Tom Corbett's office has withdrawn its Twitter subpoena. Here's the story:
Attorney General Tom Corbett's office has withdrawn the subpoena it filed with Twitter, seeking to find the identities of two users who have been critical of Mr. Corbett on the social networking site.
Prosecutors said they do not need to know the identities, now that former Democratic aide Brett Cott has been sentenced to up to six years in jail for his role in the Bonusgate probe. They claimed Mr. Cott was the anonymous blogger CasablancaPa, whose identity they were seeking from Twitter, along with user "bfbarbie."
Mr. Cott's defense team denied there was any proof that he was the blogger, who has regularly criticized Mr. Corbett on his site. The Twitter users were poised to try to block the subpoena with the help of the American Civil Liberties Union of Pennsylvania.
The ACLU's help will not be needed, but its legal director Witold Walczak this afternoon called the withdrawn subpoena "an abuse of the grand jury system, to go on a fishing expedition to determine whether Twitter users were the defendant, with the purpose of sentencing."
Deputy Attorney General E. Marc Costanzo said today the attorney general's office had no intention of violating anyone's First Amendment rights to free speech by issuing the subpoenas -- he said they were issued for "legal reasons, allowed by law. They had nothing to do with bloggers or tweets of people."
He said the state was trying to show that harsh, negative criticism of Mr. Corbett, especially in the blog CasablancaPA, was "part of Brett Cott's demeanor,"' and showed that he had no "remorse or contrition" about what he'd done. He said Mr. Cott's demeanor was a proper subject to be considered at sentencing.
In the attorney general's memo given to the judge before the sentencing, 17 "aggravating factors" were listed, showing that in the state's opinion Mr. Cott deserved a strong punishment.

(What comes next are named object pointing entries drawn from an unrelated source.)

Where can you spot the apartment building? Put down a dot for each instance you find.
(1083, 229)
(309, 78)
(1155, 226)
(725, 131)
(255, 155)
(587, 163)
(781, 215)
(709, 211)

One paragraph reads: "Defendant has extensively and anonymously utilized a blog entitled 'CasablancaPA, Exposing the hypocrisy of Tom Corbett,' to deflect blame and deny responsibility for his criminal conduct, and to attack and malign the investigative and prosecutorial process which resulted in his conviction."
Attorney general officials said they think Mr. Cott is behind the blog, but his attorney, Bryan Walk, said they have been unable to show any proof of that.
"The attorney general tried to subpoena Twitter records and intimidate people," he said. "The attorney general's office should be ashamed." He said people's free speech rights "were violated by the Twitter subpoenas. They are trying to limit comments by anyone opposed to the state."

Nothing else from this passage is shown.